Но сейчас совершенно иное. Тон «хроники», лад рассказа взяты сразу, взяты удивительно свободно и «натурально», как нечто само собой разумеющееся, и никаких следов колебаний (судя по черновикам) на этот счет нет. Сразу от «Я» и сразу от «Я» Хроникера.
18 февраля 1870-го: «Все рассказом — самым простым и сжатым.
Из губернской хроники. <…>
Систему же я принял ХРОНИКИ» (11; 92).
26 февраля: «РАССКАЗОМ отлично выйдет без малейшей шероховатости. Главное — хроника» (11; 128).
Этот тон был взят фактически еще в январе, с первого же слова.
Все подсказывало, все стимулировало, все подтверждало точность выбора.
Работа в самом разгаре, как вспыхивает (июль 1870-го) франко-прусская война, потрясшая Европу. Война и в газетах.
Только начинается публикация романа (январь 1871-го), как в марте — мае — Парижская коммуна, потрясшая мир.
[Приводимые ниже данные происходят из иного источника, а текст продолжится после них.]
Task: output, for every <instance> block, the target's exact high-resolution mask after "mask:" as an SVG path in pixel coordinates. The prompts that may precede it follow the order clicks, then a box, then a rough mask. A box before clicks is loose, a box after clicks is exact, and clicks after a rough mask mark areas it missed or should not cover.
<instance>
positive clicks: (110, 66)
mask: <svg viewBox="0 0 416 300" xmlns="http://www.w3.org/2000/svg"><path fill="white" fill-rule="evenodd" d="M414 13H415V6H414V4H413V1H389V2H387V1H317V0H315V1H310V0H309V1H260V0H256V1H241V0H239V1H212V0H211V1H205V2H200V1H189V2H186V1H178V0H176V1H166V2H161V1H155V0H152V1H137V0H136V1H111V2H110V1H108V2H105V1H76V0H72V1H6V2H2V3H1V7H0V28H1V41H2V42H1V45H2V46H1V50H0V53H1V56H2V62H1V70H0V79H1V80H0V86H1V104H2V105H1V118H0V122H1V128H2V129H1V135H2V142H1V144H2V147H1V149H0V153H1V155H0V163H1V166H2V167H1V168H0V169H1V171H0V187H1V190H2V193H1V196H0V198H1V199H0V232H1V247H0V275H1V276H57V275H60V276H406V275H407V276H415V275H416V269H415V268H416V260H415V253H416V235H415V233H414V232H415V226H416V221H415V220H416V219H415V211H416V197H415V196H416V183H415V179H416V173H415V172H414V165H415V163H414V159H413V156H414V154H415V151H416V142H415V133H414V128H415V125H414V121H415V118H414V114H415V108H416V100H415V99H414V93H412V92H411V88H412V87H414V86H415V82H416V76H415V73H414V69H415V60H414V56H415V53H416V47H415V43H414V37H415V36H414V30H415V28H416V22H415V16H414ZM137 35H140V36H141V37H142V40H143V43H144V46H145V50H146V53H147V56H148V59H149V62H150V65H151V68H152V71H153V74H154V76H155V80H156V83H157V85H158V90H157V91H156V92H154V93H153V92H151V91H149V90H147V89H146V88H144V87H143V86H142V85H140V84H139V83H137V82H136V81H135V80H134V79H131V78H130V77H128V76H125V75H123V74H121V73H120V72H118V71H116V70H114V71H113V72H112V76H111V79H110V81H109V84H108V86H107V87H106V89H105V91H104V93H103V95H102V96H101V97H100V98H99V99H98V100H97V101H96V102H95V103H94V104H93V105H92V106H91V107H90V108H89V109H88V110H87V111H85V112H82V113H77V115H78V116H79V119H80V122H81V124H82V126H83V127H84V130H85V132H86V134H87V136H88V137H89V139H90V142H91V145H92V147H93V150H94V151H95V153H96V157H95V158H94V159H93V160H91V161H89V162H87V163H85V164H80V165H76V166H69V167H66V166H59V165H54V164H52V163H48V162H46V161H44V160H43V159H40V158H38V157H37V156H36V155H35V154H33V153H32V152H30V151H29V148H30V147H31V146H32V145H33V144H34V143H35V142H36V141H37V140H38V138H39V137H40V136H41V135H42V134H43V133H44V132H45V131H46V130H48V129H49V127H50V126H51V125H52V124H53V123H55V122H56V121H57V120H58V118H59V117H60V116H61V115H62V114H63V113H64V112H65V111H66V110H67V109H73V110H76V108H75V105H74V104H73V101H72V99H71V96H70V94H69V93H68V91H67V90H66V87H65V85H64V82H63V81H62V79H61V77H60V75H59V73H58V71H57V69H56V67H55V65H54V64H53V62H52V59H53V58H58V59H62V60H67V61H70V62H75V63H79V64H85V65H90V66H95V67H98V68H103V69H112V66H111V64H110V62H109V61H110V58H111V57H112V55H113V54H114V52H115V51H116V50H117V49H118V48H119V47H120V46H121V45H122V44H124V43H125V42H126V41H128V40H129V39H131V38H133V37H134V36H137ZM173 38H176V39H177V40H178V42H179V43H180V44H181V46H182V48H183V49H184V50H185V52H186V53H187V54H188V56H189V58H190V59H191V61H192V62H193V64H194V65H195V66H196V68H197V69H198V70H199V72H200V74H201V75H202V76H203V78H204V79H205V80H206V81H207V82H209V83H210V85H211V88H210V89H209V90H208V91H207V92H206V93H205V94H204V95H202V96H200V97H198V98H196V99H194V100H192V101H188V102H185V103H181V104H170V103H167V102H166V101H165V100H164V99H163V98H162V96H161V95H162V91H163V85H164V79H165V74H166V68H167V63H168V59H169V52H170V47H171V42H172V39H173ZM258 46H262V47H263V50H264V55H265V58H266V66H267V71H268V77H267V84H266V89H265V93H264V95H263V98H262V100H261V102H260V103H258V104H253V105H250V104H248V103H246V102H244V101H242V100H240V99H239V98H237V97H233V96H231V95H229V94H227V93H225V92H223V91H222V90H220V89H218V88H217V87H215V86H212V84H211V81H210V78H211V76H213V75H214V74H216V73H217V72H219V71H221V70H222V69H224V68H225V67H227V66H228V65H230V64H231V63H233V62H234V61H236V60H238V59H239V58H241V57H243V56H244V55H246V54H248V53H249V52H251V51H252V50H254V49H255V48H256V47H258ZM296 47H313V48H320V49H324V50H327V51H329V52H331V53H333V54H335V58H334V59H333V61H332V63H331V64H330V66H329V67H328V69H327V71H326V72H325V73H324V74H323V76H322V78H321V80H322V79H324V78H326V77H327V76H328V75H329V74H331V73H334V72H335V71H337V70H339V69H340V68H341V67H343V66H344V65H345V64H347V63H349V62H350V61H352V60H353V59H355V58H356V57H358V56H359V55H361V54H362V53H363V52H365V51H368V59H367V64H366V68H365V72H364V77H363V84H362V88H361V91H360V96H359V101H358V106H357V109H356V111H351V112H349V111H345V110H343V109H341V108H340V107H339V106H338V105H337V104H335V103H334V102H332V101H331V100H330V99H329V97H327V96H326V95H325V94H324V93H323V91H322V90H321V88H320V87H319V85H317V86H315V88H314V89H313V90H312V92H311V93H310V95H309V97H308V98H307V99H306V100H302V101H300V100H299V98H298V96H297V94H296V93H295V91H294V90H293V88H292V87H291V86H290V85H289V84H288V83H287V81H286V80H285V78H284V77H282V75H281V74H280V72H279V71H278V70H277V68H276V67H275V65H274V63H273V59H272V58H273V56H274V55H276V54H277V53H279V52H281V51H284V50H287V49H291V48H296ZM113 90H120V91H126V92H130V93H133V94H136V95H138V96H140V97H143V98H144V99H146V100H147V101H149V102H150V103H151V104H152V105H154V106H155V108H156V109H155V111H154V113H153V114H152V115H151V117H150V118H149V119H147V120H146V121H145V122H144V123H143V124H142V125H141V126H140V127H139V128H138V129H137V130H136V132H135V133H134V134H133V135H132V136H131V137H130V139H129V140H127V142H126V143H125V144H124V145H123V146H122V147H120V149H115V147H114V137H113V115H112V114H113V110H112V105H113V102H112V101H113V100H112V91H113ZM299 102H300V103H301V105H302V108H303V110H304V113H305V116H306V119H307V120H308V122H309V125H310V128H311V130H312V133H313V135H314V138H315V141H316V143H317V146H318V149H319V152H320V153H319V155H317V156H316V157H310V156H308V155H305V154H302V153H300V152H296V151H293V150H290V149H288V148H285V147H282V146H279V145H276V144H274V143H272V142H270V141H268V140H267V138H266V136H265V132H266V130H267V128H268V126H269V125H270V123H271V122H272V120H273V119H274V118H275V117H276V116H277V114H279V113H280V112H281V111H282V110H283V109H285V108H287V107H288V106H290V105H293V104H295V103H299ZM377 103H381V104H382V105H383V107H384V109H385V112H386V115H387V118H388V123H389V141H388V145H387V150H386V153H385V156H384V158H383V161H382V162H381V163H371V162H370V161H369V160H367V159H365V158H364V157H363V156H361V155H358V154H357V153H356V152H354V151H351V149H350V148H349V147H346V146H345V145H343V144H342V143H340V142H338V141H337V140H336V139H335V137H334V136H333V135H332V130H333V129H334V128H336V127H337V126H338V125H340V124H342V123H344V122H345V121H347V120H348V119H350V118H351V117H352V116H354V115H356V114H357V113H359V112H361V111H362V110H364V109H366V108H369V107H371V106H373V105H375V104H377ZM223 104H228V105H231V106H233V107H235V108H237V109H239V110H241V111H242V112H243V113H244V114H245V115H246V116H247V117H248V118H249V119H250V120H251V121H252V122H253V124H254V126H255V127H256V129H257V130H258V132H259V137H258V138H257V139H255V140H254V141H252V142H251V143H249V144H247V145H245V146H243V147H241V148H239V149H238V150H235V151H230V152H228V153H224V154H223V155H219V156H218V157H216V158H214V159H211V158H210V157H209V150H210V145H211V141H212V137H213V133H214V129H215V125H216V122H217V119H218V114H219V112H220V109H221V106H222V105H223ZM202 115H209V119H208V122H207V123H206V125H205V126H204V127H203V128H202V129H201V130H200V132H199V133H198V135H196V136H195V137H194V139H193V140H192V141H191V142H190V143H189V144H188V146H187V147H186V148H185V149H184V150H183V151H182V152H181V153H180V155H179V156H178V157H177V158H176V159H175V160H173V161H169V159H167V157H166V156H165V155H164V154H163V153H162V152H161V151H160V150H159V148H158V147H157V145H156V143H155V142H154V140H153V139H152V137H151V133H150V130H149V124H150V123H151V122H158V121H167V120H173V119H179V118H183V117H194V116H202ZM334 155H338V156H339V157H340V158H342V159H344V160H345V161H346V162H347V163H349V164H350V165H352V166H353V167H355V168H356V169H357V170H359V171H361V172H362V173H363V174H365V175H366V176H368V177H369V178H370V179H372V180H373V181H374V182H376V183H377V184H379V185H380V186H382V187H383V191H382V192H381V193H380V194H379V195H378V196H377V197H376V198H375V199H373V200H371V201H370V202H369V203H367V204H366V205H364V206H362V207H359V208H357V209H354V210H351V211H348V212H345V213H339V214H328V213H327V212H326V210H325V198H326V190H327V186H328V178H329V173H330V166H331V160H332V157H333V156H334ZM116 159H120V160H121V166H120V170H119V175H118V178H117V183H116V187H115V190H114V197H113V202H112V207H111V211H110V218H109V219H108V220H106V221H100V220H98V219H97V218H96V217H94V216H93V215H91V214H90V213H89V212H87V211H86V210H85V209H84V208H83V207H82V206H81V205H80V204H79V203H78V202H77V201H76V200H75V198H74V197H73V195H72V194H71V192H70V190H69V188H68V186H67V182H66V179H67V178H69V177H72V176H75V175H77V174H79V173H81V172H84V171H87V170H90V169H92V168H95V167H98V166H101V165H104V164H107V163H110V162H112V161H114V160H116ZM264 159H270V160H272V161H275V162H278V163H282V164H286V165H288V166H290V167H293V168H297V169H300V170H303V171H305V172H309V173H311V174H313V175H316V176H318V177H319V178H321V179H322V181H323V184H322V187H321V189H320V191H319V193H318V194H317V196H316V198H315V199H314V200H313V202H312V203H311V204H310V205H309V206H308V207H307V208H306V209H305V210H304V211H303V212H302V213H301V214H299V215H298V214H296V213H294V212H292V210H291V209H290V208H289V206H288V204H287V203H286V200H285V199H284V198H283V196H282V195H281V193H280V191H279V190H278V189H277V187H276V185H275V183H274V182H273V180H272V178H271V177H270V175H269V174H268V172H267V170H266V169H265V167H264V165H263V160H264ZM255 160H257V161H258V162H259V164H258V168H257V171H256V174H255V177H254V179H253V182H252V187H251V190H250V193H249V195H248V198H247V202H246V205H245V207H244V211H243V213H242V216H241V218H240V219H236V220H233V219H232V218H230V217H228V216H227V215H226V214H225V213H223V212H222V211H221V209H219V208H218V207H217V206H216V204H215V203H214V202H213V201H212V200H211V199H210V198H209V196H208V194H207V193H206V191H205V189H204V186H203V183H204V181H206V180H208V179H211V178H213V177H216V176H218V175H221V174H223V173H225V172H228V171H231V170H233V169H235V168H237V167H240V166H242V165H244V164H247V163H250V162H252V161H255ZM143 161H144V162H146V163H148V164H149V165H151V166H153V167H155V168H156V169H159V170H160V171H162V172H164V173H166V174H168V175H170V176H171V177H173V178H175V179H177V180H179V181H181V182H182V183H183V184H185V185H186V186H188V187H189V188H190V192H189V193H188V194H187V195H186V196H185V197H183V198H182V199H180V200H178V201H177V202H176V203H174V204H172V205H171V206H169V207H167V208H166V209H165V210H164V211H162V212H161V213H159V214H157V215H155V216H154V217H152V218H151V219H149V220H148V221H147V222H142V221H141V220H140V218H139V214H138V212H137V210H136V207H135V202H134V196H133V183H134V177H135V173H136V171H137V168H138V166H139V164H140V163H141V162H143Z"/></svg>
Газеты неистовствуют.
Печатание «Бесов» идет полным ходом, когда Достоевский возвращается наконец в Россию (8 июля 1871-го), а в Петербурге только что (1 июля) начался первый в истории России открытый политический процесс — как раз над нечаевцами, и всем газетам разрешено его освещать. Что тогда творилось! Никогда еще грамотная, образованная Россия не читала газеты с таким кровным интересом. В каждой распивочной, вокруг каждого грамотея — толпа. А слухи, слухи, толки, споры — во всех слоях, а особенно среди молодежи, студентов…
Гул газет. Голоса газет… И Достоевский словно «настраивается» на эти голоса, на эти «волны», «частоты», словно «подключается» к ним, «включается» в них — слушает, слушает их, чтобы и сказать на этом новом горячем языке свое слово, сказать его в первую очередь молодому тогдашнему читателю.
«Спешу оговориться: ни Нечаева, ни Иванова, ни обстоятельств того убийства я не знал и совсем не знаю, кроме как из газет. Да если б и знал, то не стал бы копировать. Я беру совершившийся факт. Моя фантазия может в высшей степени разнится с бывшей действительностью, и мой Петр Верховенский может нисколько не походить на Нечаева; но мне кажется, что в пораженном уме моем создалось воображением то лицо, тот тип, который соответствует этому злодейству» (29, I; 141).
Все это относится и к самой хроникальной «форме» романа, к Хроникеру.
Хроникер не профессиональный репортер, но очень близок к нему и в этом смысле оказывается фигурой типичнейшей, а чем дальше, тем больше: сколько их сейчас, «хроникеров»? Армия, миллионы! И как много от них (и от них) зависит во всей жизни и смерти нашей. Недаром же не только литература, но и театр, кино все пристальнее вглядываются в эту фигуру, большей частью не подозревая, что продолжают дело Достоевского. Опять и опять сама жизнь заставляет открывать заново открытое им.